On Saturday, April 21st, I found myself driving to San Francisco with a dead squid in the trunk. The squid part wasn't unusual, since I'm an educator with Squids4Kids. The unusual part was my destination: the San Franscisco Center for the Book. I've brought squid to classrooms and summer camps for years, but never to a nonprofit foundation for book arts.
The occasion was SFCB's annual Earth Day Extravaganza, where I oscillated between fielding questions about squid and exploring the center's current art exhibition, "Left to Chance: In Search of the Accidental Book Art." In honor of the 100th birthday of avant-garde composer John Cage, the pieces all shared an element of luck or randomness. This may sound weird--but it made me think of science. Could Cage's emphasis on making people notice their existing environment, along with pieces in "Left to Chance" that made use of natural accidents like sunlight fading paper, be just another manifestation of the scientist's urge to observe and describe the natural world? Fun fact: Cage himself was an amateur mycologist; his collection of fungi is currently housed at UC Santa Cruz.

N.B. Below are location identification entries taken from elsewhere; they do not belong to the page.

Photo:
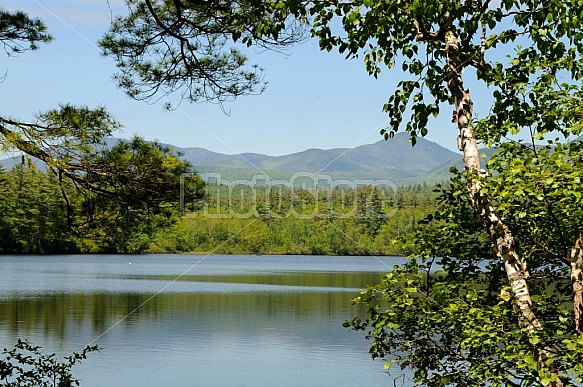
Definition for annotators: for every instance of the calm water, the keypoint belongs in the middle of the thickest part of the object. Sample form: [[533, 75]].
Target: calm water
[[191, 320]]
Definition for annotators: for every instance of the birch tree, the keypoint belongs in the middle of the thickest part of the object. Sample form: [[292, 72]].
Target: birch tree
[[496, 314]]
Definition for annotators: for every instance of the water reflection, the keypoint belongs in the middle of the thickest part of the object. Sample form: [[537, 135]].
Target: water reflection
[[237, 322]]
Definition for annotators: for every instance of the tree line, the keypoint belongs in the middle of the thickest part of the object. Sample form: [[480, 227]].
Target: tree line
[[35, 218]]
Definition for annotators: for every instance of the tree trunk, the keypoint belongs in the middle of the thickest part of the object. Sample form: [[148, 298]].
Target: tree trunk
[[577, 278], [503, 242]]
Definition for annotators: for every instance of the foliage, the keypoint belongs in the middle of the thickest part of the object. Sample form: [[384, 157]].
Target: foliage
[[194, 49], [448, 317], [19, 32], [26, 365]]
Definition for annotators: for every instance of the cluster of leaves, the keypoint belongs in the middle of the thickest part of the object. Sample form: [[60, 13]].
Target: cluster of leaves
[[447, 317], [26, 365], [135, 194], [193, 48], [340, 222]]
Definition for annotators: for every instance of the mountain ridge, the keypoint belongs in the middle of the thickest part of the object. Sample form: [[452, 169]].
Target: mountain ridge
[[394, 160]]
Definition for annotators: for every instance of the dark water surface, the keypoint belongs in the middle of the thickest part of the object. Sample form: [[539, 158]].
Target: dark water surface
[[194, 320]]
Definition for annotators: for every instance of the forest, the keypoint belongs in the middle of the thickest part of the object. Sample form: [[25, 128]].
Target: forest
[[35, 219]]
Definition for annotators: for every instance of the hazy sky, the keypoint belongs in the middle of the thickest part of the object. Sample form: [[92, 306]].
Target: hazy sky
[[313, 99]]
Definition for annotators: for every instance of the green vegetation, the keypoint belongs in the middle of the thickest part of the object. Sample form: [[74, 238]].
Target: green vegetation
[[497, 299], [26, 365], [36, 219]]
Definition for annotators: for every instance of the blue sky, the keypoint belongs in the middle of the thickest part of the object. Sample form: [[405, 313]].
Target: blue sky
[[313, 99]]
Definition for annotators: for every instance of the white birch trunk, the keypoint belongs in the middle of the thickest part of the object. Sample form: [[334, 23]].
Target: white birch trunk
[[577, 279], [502, 240]]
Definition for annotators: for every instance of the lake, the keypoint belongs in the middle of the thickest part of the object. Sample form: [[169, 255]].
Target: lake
[[195, 320]]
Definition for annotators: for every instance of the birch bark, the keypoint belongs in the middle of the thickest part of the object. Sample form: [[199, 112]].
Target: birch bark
[[577, 279], [503, 242]]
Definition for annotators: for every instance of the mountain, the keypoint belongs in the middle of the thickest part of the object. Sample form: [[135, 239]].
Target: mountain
[[394, 160]]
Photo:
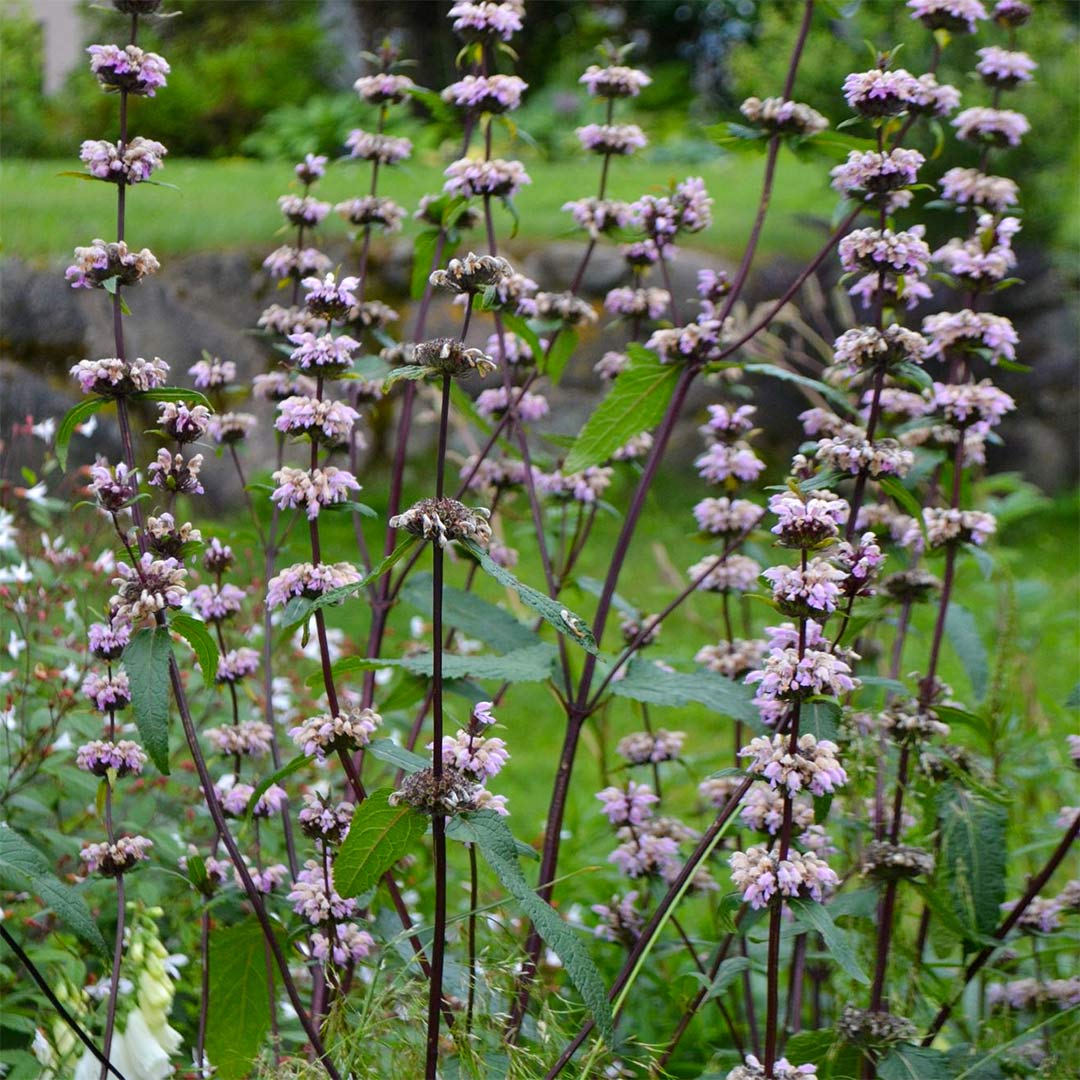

Plenty of other people were perusing the artwork, but Saturday's hands-on activities were the real draw. As SFCB co-founder Kathleen Burch said, "People want to get their hands inky." At one classic Vandercook printing press, you could create a broadside in blue ink: EARTH IS AWESOME. Another printed a book cover in green ink with 10 tips for easing up on Earth. At the next table, you added pages and bound the book by hand. (All the matierals were either donated or recycled.)
And then, in the back room, you could print a squid.
If you're not familiar with gyotaku, the phrase "squid printing" may conjure peculiar images. Is the squid run through a press? Cut into letter type? Actually, it just sits on a table while visitors line up to roll ink over it. Once the squid has been thoroughly inked and its arms and tentacles artistically arranged, you drop a large piece of paper on top and press it down. Peel the paper off, and you've got a squid print.
Printmaker Julie Whitcomb has been the activity's catalyst. Last year she drove to the Squids4Kids lab and picked up the specimen herself. This year I joined the fun solely in my capacity as a science nerd; I have very limited experience with printing. I babbled about ecology while SFCB volunteers guided visitors through the printing process--which included hand-cut stamps to label major parts of the squid's anatomy.
Like all the other visitors, I walked out at the end of the day with a broadside, a book, and a squid print. But I had one more goodie in my bag: when all the printing was done, I had extracted the squid's statoliths, tiny ear bones that can tell us how old the squid was.
It's my favorite kind of day when science, education, and art all hold hands.